Kabile sadakatinin sonuna gelindi, hızla çözülme hâlindeler artık. Bireyin keşfi ve inşası birlikte yol alıyor.

Kötülük tek bir bahaneye bakar. Topluma, doğaya ve geleceğimize daha fazla kötülük edilmesine izin vermeyelim.

Seçmenin oy değiştirmeyi değil de, asıl var olan enkazın devamını risk olarak görmeye başlamasıyla, yeni bir başlangıca hep beraber merhaba diyebilmek mümkün. Sürüden kopanların buluşması gerekiyor; ama yeniden sürüleşmeden tabii ki.

Limbo dedikleri cennete girmeye hak kazanamayan; ama cehenneme gidecek bir suçu da olmayan ruhların durduğu yerde bulunuyoruz hep beraber. Bu araf durumunun sürdürülebilir bir yanı yok, bu belirsizlik hâli bir kâbusa dönüşebiliyor. Tepki göstermek her zaman bir hayat belirtisidir, tepkisellikten etkiselliğe geçmek eşik atlamak demek. Bugün dijital faşizmi eleştirenler, manuel olanına ses çıkarmayabiliyorlar.

Geçenlerde katıldığım bir televizyon programında, anayasal yurttaşlığın önemine vurgu yapan bir hukuk hocası bile, konu 2010 referandumuna gelince, en temel yurttaşlık hakkı olan seçimlerde tercihleri kendisinden farklı olanlardan hesap sorulup yargılanmasını isteyebildi, elimizdeki kumaş da bu. McCarthyciliğin sağı solu yok. 

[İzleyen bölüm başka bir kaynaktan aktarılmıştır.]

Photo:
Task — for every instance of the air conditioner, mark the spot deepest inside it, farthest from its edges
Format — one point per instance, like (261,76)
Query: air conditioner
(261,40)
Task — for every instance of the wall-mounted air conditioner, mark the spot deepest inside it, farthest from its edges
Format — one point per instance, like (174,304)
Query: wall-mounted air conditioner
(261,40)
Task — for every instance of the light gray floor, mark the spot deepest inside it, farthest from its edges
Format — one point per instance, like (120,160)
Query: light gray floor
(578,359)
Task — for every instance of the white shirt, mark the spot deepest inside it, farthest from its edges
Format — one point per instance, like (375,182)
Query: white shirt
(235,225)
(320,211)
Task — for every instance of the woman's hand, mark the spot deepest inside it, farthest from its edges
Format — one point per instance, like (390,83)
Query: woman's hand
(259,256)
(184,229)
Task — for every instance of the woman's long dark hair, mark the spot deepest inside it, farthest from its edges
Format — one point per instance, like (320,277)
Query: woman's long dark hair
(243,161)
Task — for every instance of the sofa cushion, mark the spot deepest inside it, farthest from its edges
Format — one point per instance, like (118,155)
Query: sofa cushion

Siyaseti sadece Erdoğan’a endeksli kurmanın getirdiği en büyük tuzak, diyelim, yargıyı cemaate teslim etti diye kızanların, sonra da de yargıyı cemaatten temizledi diye sevinip peşinden gitmeleri; bazı ulusalcı unsurların yaptığı gibi. Kendi kurucu siyasetiniz olmadığında bu gelgitler kaçınılmaz oluyor. 

Başkalarına göre kendinizi tanımladığınızda, aslında başkalarınca tanımlanmış oluyorsunuz. Tanımlayan tanımlananı içeriyor. Bu konforlu dünya kimisinin işine bile geliyor.

Mevlânâ, “Bir mum diğer mumu tutuşturduğunda ışığından bir şey kaybetmez” der. 

O yüzden gelin birbirimizin ışığı olalım. Ortak ışığımızla Türkiye’yi hep birlikte aydınlatalım.